Schläfrig öffnete Ramin die Augen. Er fühlte sich viel zu träge und angenehm entspannt, aber dennoch würde er wohl aufstehen müssen. Allein der Gedanke in seine Kajüte zu gehen, während hier alles schwankte, behagte ihm gar nicht, aber er hatte wohl keine Wahl. Mühsam setzte er sich auf und verzog das Gesicht. Der folgende Tag würde sehr unangenehm werden. Er nickte dem Käpt'n zu und versuchte aufzustehen.

Kurz sah Haydar peinlich berührt zur Seite, als Ramin zusammenzuckte. Käpt'n Chaos, den schon genug Hafenburschen für seine Achtsamkeit angeschwärmt hatten, hatte ausgerechnet bei seinem eigenen Bootsmann die Beherrschung verloren, und das gründlich. Er berührte Ramin an der Schulter, und als sich dieser ihm zuwandte, sagte er zerknirscht: "Verzeih. Das wollte ich nicht."

Ramin errötete und meinte: "Dafür kannst du doch nichts." Immerhin war dieser vorsichtig genug gewesen unter diesen Umständen. Er sammelte seine verstreut auf dem Boden liegenden Kleidungsstücke an und zog diese notdürftig über, bevor er sich zur Tür wandte. "Ich geh dann mal in meine Kajüte. Sag Bescheid, wenn du nachher am Steuer Hilfe brauchst."

Haydar lachte, um über seine überraschende Verwirrung hinwegzutäuschen. "Kennst mich doch, Ramin. Das ist ein Kampf Mann gegen Mann, der Käpt'n gegen den Wind. Den fechte ich allein aus." Er stand auf und streckte sich. "Und du kennst Nhel. Bevor der bei diesem Wetter jemand anderen als mich – und das auch nur unter hartem Protest – das Steuer berühren lässt, stürzt er sich vor Wut in die See. Unseren Steuermann brauchen wir noch."

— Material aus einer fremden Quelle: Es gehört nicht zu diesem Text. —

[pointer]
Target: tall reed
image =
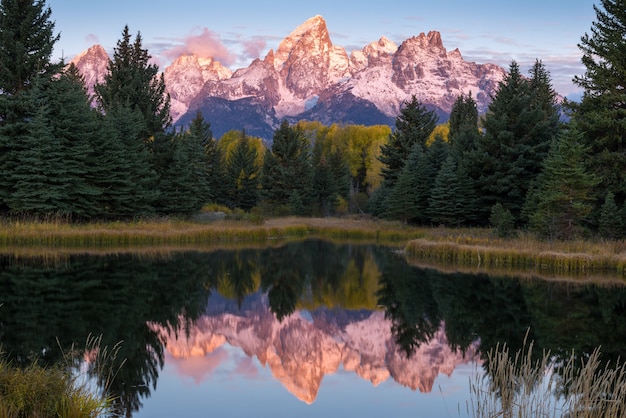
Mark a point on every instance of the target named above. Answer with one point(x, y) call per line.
point(56, 391)
point(518, 386)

Er grinste, aber das Grinsen verschwand, als Ramin die Tür geschlossen hatte. Es war befreiend gewesen, herrlich, und Haydar hatte Lust, das ganze später direkt zu wiederholen. Mit weniger rauer See, mit mehr Zeit und in aller Ruhe. Doch weniger denn je war er sich sicher, ob es gut war, sich überhaupt darauf eingelassen zu haben.

'Eingelassen?', dachte er spöttisch. 'Herausgefordert trifft es wohl eher.' Ob Ramin es bereute?

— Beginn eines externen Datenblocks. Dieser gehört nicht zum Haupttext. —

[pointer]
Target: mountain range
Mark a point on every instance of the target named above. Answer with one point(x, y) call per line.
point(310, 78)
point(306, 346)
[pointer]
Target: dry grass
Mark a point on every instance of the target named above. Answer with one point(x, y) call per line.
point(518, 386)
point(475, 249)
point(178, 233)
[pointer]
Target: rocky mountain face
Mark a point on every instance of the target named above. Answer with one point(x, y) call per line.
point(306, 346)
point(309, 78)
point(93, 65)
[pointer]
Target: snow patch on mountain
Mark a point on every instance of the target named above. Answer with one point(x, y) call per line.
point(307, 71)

Rasch rieb er sich die Spuren ab, dann zog er sich an und das Ölzeug über. Nhel war kein Prinzesschen, aber er war genauso wie sie alle vom Wetter überrascht worden.

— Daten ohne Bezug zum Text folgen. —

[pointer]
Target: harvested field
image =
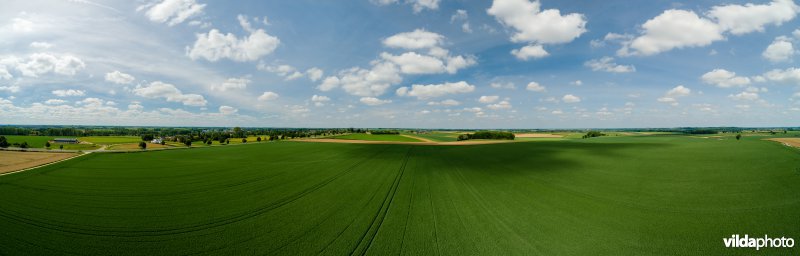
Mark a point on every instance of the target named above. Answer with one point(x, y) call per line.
point(13, 160)
point(537, 135)
point(793, 142)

Ramin ging in seine Kajüte und schloss die Tür hinter sich. Na, das konnte ja noch was werden. Hoffentlich würde dies nicht allzu viel ändern zwischen dem Käpt'n und ihm. Obwohl...nein es würde nichts ändern. Aber darüber konnte er sich auch noch später Gedanken machen. Müde hängte er die Hängematte auf, damit er schlafen konnte. Sein Bett würde er bei diesem rauen Seegang sicherlich nicht benutzen können. Wenig später lag er in der Hängematte und schlief sofort ein.